Des Montréalais non voyants ont l’impression d’avoir été oubliés par la Ville de Montréal dans l’aménagement du Réseau express vélo (REV) de la rue Saint-Denis. L’implantation des voies cyclables a entraîné une modification du phasage des feux de circulation qui fait en sorte qu’ils ont maintenant bien peu de temps pour franchir les intersections. La Ville de Montréal assure pourtant que les non-voyants ne seront pas laissés pour compte.
Yves-Marie Lefebvre est en colère. Cet ancien marathonien et grand marcheur, qui a perdu la vue il y a trois ans, évite désormais la rue Saint-Denis. Depuis l’aménagement du REV, l’an dernier, la synchronisation des feux de circulation aux intersections des grandes artères traversées par les voies cyclables a été modifiée pour accorder une phase exclusive aux piétons et aux cyclistes. Cette mesure qui les protège met cependant la sécurité des non-voyants en péril, car ceux-ci doivent attendre que les voitures démarrent pour franchir l’intersection puisqu’il leur faut se fier au son des véhicules pour s’engager sur la chaussée.
Ainsi, il leur reste bien peu de temps pour traverser la rue, car le feu piéton vire rapidement au rouge. À l’angle de la rue Saint-Denis et du boulevard Saint-Joseph, les personnes non voyantes ont 13 secondes pour franchir les six voies de circulation du boulevard, a constaté Le Devoir. Elles disposent du même temps pour traverser l’avenue du Mont-Royal et de 15 secondes pour la rue Jean-Talon. « C’est comme ça jusqu’à Henri-Bourassa », déplore M. Lefebvre.
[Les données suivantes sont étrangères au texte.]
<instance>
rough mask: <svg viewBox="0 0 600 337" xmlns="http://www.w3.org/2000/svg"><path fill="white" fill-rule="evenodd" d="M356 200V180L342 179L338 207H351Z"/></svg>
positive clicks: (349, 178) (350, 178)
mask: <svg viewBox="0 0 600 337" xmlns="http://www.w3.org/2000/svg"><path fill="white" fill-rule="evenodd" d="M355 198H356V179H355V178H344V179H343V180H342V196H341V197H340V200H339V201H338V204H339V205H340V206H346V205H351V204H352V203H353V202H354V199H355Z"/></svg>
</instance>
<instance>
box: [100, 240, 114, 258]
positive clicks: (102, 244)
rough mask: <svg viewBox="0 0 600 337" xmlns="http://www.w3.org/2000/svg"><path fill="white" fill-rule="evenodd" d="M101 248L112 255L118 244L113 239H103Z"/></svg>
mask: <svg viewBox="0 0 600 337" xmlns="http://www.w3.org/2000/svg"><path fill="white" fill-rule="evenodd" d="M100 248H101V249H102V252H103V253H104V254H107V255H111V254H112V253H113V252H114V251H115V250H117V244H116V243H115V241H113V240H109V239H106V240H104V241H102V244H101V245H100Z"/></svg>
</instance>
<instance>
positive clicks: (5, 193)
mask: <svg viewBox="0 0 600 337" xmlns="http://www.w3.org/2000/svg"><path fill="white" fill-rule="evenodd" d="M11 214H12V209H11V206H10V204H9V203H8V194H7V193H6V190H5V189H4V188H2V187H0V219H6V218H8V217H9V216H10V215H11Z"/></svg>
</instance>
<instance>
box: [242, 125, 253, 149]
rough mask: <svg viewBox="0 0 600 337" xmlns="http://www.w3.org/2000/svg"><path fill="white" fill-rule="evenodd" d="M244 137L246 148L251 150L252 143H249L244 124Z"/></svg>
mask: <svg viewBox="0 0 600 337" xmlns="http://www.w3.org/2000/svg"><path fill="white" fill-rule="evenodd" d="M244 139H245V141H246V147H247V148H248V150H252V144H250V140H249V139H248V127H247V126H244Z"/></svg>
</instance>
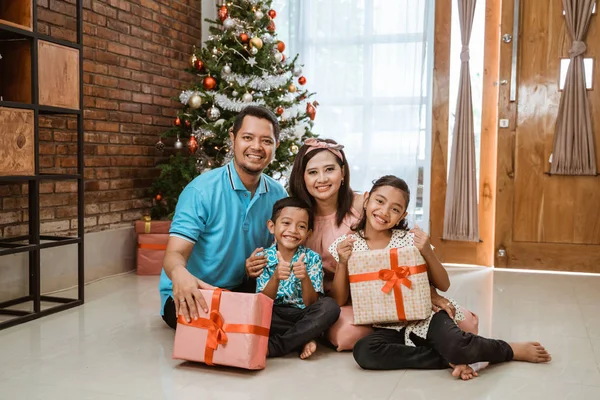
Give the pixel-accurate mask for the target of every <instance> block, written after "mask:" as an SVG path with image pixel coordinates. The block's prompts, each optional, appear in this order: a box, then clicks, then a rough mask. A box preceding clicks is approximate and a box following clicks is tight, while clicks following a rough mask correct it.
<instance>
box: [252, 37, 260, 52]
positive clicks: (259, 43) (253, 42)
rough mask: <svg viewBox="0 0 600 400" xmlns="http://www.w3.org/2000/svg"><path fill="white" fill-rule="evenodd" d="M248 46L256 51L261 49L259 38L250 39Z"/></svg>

C’est d’autant plus dangereux pour les personnes aveugles qu’elles ne voient pas à quel moment le feu piéton devient rouge, ce qui les rend vulnérables aux virages à droite des automobilistes.
Feux sonores demandés
« Prioriser les piétons et les cyclistes, c’est bien. Sauf qu’ils nous ont oubliés. C’est inacceptable. La Ville a pourtant une politique d’accessibilité universelle et joue du violon avec ça », souligne Yves-Marie Lefebvre. « Des obstacles comme ça, ça me décourage. »
L’homme de 62 ans, qui habite tout près de la rue Saint-Denis, a dû modifier ses parcours de marche pour ne pas s’exposer à ces dangers. Cela ne l’empêche pas d’être favorable au REV, un projet « génial » qui a aussi eu pour effet d’apaiser la circulation et l’environnement sonore.
Agent de développement et de communication du Regroupement des aveugles et amblyopes du Montréal métropolitain, Yvon Provencher juge que l’installation de feux sonores est indispensable dans le cas du REV Saint-Denis. « Il le faut parce que c’est le seul moyen que les gens ont pour déterminer à quel moment faire leur traversée et pour maintenir leur alignement pendant la traversée afin d’être sûrs qu’ils marchent en ligne droite. Dans le cas du REV, ce n’est pas une option. Ce n’est pas normal de devoir faire des détours à cause d’un aménagement qui ne fonctionne pas », dit-il.
« C’est bien dommage qu’on n’ait pas pu réellement participer au processus de consultation parce qu’on aurait pu empêcher tous ces problèmes », ajoute-t-il.
Analyses en cours
La Ville de Montréal assure qu’il est dans son intention d’installer des feux sonores aux intersections qui le requièrent dans l’axe du REV Saint-Denis. « La Ville collabore actuellement avec ses différents partenaires pour identifier les traverses à favoriser. Une fois que cette analyse commune sera terminée, les plans seront finalisés et les travaux pourront alors débuter », a indiqué par courriel Marikym Gaudreault, attachée de presse au cabinet de la mairesse Plante.
Elle précise que la norme provinciale stipule que l’installation d’une traverse sonore doit être validée et recommandée par un organisme spécialisé. Dans la région de Montréal, c’est souvent l’Institut Nazareth et Louis-Braille qui participe à ce processus, ajoute-t-elle. Joint par Le Devoir, l’organisme n’a pas été en mesure, vendredi, de préciser le travail effectué dans le dossier du REV.
Yves-Marie Lefebvre estime que la Ville devrait installer systématiquement des feux sonores quand elle instaure des mesures différenciées entre les utilisateurs de la voie publique comme elle l’a fait dans le cas du REV Saint-Denis. « Il nous faut beaucoup plus qu’une simple intention et de la bonne volonté, ça nous prend des engagements », dit-il.
Marikym Gaudreault soutient par ailleurs qu’une démarche est en cours avec le Comité consultatif en accessibilité universelle afin d’établir des lignes directrices générales qui seront appliquées à l’ensemble du REV « afin d’en faire un projet exemplaire d’accessibilité universelle ».